Aidan grabbed his shirt and tugged, pulling Jamie onto the bed then rolling over him. “I think I’d rather just take you here.” He captured Jamie’s lips, the connection between them now, forged by years of love and trust, sizzling brighter and hotter than ever.
TWELVE
Aidan opened the door to the conference room and found Isabella standing by the window, staring out across the freeway at the National Cemetery. Her silver and brown curls were pulled into a low ponytail, her dark suit sharp, her arms folded, back straight, and head held high. A different woman than the one who’d flown two red-eyes, then a third long-haul to make it home to her son, only to trudge into holding with coffee stains on her uniform and find Aidan there waiting. The last person she’d wanted to see right then, even though he’d warned her he would wait. He’d kept his word and hadn’t taken her Get out that night personally.
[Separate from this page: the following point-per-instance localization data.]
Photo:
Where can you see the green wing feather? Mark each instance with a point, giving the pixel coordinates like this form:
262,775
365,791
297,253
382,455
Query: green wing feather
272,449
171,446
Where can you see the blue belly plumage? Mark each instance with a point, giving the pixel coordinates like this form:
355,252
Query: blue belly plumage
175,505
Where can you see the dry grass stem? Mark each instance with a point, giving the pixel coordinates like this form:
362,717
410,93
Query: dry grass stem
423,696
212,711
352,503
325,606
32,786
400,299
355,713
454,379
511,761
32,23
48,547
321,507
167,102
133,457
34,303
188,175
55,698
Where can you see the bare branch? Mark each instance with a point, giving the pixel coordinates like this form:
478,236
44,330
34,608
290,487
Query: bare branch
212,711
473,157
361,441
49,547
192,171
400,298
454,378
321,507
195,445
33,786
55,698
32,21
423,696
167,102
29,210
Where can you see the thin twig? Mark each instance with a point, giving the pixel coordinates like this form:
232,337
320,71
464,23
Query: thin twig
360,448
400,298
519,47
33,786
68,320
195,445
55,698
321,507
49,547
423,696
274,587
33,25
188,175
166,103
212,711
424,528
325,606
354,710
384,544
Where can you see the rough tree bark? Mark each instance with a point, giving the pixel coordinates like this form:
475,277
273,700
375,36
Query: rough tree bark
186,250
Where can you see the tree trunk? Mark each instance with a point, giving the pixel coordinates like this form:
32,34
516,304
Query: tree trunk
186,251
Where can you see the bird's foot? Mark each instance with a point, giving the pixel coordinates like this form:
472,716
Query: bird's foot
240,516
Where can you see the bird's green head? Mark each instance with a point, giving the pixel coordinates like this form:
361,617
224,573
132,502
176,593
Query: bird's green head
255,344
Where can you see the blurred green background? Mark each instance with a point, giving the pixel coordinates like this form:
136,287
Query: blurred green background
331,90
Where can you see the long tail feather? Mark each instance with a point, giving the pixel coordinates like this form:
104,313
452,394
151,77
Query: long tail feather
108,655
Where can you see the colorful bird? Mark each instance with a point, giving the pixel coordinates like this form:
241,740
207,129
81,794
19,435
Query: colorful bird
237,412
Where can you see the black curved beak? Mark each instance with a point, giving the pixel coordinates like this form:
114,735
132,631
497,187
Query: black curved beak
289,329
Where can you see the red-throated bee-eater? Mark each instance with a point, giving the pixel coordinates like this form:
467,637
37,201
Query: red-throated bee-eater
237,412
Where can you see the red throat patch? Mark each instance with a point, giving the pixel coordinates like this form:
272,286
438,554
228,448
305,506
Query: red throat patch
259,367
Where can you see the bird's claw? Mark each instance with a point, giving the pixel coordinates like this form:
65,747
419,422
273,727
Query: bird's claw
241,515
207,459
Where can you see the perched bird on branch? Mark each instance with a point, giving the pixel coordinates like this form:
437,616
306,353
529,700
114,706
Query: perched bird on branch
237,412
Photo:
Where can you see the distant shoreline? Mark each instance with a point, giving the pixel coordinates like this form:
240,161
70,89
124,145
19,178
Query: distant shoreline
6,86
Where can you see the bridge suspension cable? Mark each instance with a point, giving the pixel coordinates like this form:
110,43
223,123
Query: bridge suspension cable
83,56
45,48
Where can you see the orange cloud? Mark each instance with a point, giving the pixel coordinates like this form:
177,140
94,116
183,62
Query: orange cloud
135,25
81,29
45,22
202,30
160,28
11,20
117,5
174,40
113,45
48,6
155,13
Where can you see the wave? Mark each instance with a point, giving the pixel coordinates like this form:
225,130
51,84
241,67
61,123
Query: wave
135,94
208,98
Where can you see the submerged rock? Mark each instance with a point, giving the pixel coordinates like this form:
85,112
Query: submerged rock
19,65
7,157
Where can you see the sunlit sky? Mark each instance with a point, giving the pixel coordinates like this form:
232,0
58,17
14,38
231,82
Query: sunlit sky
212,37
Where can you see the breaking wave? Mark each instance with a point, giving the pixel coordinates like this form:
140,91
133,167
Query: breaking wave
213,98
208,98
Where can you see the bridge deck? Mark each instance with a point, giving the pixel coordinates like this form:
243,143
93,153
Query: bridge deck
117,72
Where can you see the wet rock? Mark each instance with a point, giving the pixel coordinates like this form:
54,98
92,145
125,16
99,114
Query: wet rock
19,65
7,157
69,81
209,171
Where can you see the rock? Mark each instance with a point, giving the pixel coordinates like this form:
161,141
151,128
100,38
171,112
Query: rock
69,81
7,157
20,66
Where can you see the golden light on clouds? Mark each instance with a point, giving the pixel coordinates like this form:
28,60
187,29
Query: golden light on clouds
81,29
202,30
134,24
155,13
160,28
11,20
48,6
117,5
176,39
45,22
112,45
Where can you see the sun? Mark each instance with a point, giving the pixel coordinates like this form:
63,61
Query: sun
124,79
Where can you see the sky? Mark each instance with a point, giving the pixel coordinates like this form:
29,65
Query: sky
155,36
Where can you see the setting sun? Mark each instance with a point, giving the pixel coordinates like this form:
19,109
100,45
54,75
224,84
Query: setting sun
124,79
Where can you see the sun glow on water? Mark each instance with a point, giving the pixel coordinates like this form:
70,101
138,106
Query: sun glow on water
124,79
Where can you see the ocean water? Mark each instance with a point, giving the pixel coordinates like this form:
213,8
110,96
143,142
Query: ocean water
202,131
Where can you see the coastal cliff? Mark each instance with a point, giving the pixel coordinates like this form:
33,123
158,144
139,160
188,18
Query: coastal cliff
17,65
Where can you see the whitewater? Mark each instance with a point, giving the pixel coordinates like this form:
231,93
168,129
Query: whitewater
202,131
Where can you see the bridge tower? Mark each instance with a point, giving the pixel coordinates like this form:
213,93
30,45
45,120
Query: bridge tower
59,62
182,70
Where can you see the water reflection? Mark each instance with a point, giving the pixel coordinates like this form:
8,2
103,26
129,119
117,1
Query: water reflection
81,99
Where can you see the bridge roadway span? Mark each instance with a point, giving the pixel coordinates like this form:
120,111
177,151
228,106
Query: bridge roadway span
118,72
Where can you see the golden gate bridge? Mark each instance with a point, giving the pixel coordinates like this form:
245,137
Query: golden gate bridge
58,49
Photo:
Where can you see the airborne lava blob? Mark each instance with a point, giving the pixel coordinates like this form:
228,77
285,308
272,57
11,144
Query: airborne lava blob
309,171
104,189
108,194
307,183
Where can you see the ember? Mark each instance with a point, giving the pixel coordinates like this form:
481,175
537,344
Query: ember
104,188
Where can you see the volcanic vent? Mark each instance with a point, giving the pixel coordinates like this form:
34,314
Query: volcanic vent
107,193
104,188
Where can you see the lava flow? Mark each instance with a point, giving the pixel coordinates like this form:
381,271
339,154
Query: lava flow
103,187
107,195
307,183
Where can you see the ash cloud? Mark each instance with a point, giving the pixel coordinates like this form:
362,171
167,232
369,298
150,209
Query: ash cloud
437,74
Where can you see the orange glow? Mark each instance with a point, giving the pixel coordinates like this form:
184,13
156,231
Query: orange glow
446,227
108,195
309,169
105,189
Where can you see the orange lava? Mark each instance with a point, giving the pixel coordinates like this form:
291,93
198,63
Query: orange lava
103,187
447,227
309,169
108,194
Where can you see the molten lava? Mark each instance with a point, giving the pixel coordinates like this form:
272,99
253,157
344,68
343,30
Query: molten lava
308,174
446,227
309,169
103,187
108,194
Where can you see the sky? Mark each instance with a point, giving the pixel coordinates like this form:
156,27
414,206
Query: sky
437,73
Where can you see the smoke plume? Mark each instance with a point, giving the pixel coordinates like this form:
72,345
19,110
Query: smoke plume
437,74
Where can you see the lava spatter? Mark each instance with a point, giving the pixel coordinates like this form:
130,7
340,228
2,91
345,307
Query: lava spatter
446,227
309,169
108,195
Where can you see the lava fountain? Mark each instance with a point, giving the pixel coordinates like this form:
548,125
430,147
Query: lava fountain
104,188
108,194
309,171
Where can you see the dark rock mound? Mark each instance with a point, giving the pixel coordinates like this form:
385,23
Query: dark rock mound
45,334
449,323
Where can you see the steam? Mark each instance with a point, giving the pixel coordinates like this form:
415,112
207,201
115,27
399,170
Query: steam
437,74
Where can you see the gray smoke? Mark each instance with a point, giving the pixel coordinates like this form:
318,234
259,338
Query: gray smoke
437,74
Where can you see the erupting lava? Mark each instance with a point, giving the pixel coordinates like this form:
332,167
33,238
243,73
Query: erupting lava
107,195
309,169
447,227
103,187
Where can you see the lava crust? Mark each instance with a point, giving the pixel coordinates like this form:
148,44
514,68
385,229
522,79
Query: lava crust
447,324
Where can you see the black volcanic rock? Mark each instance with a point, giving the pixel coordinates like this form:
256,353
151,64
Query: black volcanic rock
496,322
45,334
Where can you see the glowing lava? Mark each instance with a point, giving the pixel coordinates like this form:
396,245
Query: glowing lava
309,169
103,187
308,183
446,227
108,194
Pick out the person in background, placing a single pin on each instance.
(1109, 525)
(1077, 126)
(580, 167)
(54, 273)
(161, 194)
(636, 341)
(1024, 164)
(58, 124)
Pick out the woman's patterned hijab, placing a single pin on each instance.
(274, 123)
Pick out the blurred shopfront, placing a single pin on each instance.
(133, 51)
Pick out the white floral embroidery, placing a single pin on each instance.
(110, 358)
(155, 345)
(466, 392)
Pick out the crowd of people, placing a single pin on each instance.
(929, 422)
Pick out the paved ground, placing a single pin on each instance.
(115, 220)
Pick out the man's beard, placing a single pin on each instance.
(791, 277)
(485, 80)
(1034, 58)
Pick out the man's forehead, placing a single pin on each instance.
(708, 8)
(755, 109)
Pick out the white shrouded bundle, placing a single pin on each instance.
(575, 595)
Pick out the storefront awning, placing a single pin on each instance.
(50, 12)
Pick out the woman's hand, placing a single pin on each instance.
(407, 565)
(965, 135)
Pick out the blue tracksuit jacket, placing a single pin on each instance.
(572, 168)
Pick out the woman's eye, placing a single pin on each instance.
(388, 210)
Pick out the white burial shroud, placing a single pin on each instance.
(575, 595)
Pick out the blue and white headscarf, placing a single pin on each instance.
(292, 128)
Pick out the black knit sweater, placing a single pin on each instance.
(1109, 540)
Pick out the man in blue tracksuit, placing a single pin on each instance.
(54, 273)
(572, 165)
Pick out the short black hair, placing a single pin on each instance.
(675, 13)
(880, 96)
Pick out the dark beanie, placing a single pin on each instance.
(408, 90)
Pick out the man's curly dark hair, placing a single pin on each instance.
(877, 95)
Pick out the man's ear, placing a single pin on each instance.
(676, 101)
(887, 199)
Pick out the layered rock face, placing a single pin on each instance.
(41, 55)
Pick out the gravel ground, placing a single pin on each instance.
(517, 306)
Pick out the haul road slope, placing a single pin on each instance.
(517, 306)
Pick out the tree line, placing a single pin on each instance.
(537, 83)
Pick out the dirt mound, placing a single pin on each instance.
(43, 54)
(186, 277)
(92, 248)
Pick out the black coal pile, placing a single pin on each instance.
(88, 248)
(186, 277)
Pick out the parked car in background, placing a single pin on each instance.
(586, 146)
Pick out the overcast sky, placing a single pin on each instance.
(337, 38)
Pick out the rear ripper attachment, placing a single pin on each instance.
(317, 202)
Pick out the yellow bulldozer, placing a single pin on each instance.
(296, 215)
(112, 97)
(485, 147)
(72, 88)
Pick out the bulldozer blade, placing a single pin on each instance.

Would today’s reception be any different? Fifty-fifty shot. “Isabella.”
She turned from the window and didn’t react with anger. A good sign. Low-level worry pinched her features, not the thrumming, exhausted kind of Saturday night, but rather the typical parent kind Aidan was used to seeing from his siblings, especially when any of them tried to get their kids to dress up. “Angel behaving?” she asked.
“He’s fine. Grumbling about the suit.” A small smile; Aidan counted it another win. “We wanted to talk with you a moment.”
“We?”
Jamie entered the room behind him. “Izzy, this is my husband, Jamie. Jamie, this is Isabella.”